1966 Pontiac GTO “Monkeemobile” “The Monkees” (1966–1968)
“Hey hey, we’re the Monkees!” announced the theme song from the 1960s musical comedy classic. Created as an American challenger to the popularity of Britain’s Beatles, the Monkees TV show was a hit with American teens. The show centered around four bandmates — Davy Jones, Mike Nesmith, Peter Tork and Micky Dolenz — trying to make it big in the music business and craziness ensues with every episode, much to their dismay. The Monkees often cruised around in a highly modified 1966 Pontiac GTO designed by Dean Jeffries. The car features a big engine with blower, three rows of seats, a touring-car style convertible roof, and a parachute out back. With the recent passing of Michael Nesmith, Micky Dolenz is the last surviving member of the Monkees. Nesmith died at his home in California on December 10, 2021.
The Mystery Machine “Scooby Doo, Where Are You?” (1969–1972)
One of the great animated cartoons of the 1970s, “Scooby Doo, Where Are You?” ran for three years spanning the late Sixties to early Seventies. Each week the gang of Freddy Jones (“Let’s split up gang!”), Velma Dinkley (“Jinkies!”), the irrepressible Scooby Doo (“Ruh Roh!”), Shaggy Rogers (“Zoinks!”) and Daphne Blake (“Jeepers!”) got into some crazy high jinks that always ended up being a mystery of some sort. The gang traveled around in The Mystery Machine — a nondescript brand of van painted in some groovy 1970s colors replete with flower power. The plots always ended with the unmasking of some ghoulish creature masquerading around to scare off various folks intent on discovering a dark secret (often involving ill-gotten gains). The gang always came through to solve the mystery, but the real stars of the show were The Mystery Machine and Casey Kasem, well-known DJ of the popular Seventies-era “America’s Top 40” radio show and voice of Shaggy Rogers.
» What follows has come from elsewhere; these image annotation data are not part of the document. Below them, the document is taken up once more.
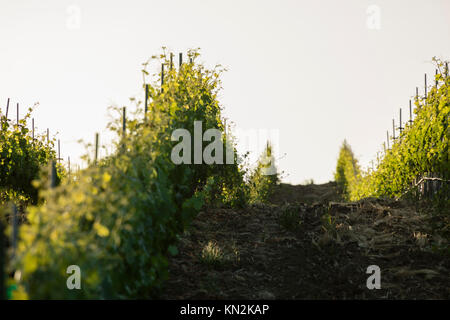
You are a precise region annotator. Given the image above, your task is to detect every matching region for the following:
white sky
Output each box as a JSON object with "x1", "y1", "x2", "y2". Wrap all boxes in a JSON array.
[{"x1": 0, "y1": 0, "x2": 450, "y2": 183}]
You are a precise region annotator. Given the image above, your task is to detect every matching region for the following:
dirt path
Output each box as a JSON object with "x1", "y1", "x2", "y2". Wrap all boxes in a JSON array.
[{"x1": 161, "y1": 184, "x2": 450, "y2": 299}]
1957 Ford Thunderbird “Vega$” (1978–1981)
Another detective show of the late Seventies, “Vega$” starred Robert Urich as Dan Tanna, a Sin City PI who cruises the strip in his red 1957 Ford Thunderbird convertible. Tanna’s clients included casino owners, friends, families, private business associates and other characters trying to eke out a life in the Nevada desert oasis of neon and grit. The stubby red 1957 T-Bird is unmistakably Dan Tanna thanks to the vanity license plates, and Urich is often seen running and jumping into the vehicle after some “Aha!” moment that propels the plot forward. The car became such a part of the show’s identity that British toy manufacturer Corgi made a diecast reproduction of the car complete with a plastic figurine of Urich as Dan Tanna behind the wheel.